Methylation is a process in our bodies that helps us use energy from food, get rid of waste, and influences our emotions due to it's impact on neurotransmitter production. It works by transferring small parts called methyl groups from one molecule to another. If methylation doesn't work properly, we can feel tired, stressed, or even sick. Methylation is also important for making and recycling chemicals in our brains that affect our mood and mental health.

The Basics

Methylation is like a tiny engine in our bodies that helps us with many tasks. Imagine it as a tool that helps us turn our food into energy, cleans up waste, and keeps our emotions in check.

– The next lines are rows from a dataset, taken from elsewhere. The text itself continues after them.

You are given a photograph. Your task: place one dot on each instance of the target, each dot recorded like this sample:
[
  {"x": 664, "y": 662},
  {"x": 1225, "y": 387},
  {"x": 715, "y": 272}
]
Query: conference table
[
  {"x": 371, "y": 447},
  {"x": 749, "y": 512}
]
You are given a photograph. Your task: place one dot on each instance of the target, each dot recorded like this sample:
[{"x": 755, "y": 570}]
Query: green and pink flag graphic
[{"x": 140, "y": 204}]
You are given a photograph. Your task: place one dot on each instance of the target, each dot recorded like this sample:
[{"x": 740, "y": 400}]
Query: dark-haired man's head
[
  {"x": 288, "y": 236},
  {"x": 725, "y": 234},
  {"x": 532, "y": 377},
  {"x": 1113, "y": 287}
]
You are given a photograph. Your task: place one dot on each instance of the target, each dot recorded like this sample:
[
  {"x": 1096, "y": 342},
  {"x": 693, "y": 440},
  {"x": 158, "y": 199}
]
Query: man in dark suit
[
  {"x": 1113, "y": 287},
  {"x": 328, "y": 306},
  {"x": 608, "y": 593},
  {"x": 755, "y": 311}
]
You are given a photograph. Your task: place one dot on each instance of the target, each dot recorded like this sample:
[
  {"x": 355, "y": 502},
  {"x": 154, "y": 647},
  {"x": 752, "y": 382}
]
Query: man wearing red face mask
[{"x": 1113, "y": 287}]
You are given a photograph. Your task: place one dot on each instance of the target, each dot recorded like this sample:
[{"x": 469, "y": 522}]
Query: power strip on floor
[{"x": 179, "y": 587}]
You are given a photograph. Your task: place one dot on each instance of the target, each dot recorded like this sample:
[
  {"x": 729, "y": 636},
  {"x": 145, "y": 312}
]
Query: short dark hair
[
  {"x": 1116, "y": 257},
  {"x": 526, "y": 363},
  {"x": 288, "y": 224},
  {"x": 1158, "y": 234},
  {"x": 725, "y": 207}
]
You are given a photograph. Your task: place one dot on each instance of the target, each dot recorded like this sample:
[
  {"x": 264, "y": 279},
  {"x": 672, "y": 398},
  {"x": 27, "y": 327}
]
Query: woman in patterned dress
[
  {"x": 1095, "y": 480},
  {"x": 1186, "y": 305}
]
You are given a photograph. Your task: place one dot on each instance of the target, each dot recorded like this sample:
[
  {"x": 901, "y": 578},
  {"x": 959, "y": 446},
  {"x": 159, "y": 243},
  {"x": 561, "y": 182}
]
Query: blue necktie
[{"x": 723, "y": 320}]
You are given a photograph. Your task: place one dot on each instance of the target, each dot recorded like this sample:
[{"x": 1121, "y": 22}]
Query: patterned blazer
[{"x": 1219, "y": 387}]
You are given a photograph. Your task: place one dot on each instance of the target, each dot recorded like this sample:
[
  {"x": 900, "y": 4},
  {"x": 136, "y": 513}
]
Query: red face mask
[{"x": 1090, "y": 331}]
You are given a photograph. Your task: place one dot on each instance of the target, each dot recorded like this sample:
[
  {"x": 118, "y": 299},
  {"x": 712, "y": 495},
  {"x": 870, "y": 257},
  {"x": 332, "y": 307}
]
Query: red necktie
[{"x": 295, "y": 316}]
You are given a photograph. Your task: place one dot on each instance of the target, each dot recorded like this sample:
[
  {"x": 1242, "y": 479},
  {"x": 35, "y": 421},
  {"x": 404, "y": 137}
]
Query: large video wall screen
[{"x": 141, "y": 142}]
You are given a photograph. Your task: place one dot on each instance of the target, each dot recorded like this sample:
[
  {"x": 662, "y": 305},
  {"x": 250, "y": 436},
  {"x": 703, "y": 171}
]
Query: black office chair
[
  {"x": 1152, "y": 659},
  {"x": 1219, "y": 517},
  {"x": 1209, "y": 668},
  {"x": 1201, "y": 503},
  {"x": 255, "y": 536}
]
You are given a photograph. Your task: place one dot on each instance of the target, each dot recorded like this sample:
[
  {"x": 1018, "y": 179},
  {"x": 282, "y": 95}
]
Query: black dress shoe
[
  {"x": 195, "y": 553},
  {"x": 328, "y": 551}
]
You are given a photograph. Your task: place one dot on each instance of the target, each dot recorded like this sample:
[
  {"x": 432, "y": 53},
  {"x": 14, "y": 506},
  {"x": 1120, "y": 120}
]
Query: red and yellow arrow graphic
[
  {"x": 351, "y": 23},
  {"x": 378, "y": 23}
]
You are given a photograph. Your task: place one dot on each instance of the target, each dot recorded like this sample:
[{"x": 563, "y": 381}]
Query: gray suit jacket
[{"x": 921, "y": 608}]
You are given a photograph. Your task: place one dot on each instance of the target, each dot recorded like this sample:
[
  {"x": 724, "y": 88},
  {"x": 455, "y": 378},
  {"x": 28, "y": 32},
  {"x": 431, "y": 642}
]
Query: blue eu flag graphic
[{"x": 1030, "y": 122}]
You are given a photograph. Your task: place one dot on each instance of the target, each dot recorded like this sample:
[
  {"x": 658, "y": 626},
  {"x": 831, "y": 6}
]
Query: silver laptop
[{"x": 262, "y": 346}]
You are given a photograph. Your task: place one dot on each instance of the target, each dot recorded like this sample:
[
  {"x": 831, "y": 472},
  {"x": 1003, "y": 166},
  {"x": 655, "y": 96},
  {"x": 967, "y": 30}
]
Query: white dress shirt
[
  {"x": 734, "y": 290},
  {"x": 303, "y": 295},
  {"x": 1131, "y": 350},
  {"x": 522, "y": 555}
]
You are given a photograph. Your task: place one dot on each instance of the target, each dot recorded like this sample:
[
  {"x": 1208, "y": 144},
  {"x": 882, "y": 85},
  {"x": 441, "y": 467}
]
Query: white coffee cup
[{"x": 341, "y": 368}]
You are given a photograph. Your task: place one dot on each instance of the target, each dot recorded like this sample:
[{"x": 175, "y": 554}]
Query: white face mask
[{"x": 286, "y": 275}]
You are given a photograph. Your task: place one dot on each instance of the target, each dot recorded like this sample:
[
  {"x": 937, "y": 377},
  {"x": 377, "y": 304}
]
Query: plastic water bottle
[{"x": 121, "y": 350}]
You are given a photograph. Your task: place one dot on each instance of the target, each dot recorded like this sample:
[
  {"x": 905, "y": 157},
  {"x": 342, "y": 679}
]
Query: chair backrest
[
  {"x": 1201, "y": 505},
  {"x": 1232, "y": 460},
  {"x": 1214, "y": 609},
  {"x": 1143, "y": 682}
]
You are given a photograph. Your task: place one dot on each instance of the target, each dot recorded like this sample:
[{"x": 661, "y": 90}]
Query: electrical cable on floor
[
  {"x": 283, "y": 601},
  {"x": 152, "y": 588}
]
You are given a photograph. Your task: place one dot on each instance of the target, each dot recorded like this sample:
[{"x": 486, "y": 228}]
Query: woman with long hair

  1. Energy Production: Methylation helps us break down what we eat and turns it into fuel. If it's not working right, we might feel tired, sluggish physically and mentally, or generally unmotivated.
  2. Waste Management: Just like taking out the trash, methylation helps get rid of the things our body doesn't need. If it's not doing its job, harmful stuff can build up. Detoxing from that is important.
  3. Emotional Balance: Methylation helps our brain produce chemicals that affect our mood. If something's off, it can make us feel stressed or down.
  4. Cell Growth: Methylation helps our body decide when to grow new cells and when to make energy. If there are problems, it might prioritize growth over giving us energy.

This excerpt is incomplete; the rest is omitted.